To characterize environmental carcinogens, there is a need to distinguish monofunctional genotoxic agents from those having cross-linking potential, because chemicals which can cross-link DNA are among the most potent carcinogens in rodents [Barbin and Bartsch, 1989] and humans [Allen et al., 1988; Kaldor et al., 1988]. Here we provide a genetic method for a pre-classification of genotoxins with respect to their functionality--monofunctional versus cross-linking. The procedure is based on the determination of relative clastogenic efficiency by a two-endpoint comparison in Drosophila: (i) induction of chromosome loss (CL), (ii) incidence of recessive lethal mutations (RL).

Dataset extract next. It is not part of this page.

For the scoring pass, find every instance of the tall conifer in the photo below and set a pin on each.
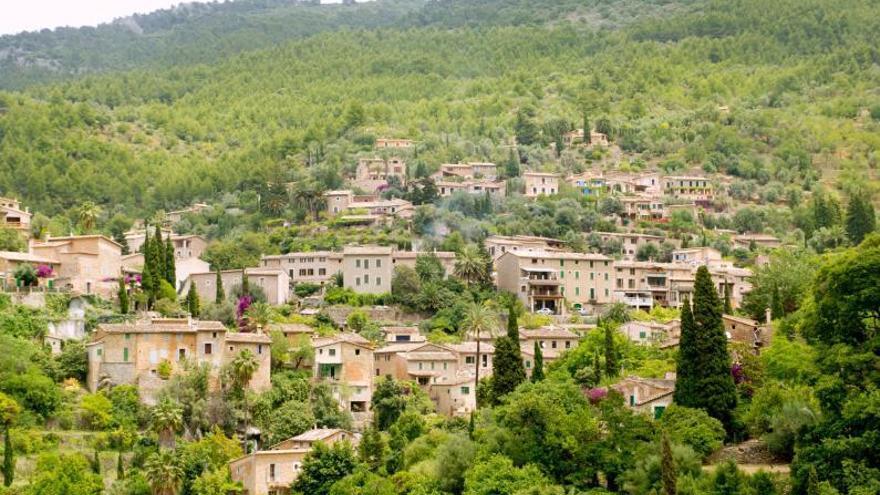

Analysis of CL/RL ratios of 53 genotoxins, all mutagens in Drosophila, permitted distinction of 45 into two major categories: (i) 21 monofunctional agents with CL/RL indices generally < or = 1; (ii) 24 agents with ratios > 2 exhibiting DNA cross-linking properties. Within the group of monofunctional agents, CL/RL ratios tend to be low for SN1 agents, i.e., for N-ethyl-N-nitrosourea, N-ethyl-N'-nitro-N-nitrosoguanidine, and for N-nitrosodiethylamine. With cross-linking agents, the number of reactive groups appeared of minor importance as bi-, tri-, and tetrafunctional agents showed no significant differences in their CL/RL indices. Among 8 chemicals which could not be grouped into one of the two categories are two (adriamycin, daunomycin) regarded as intercalating agents. It is concluded that this two-endpoint analysis in Drosophila has prognostic value and can assist in the characterization of genotoxic agents with unknown mode of action.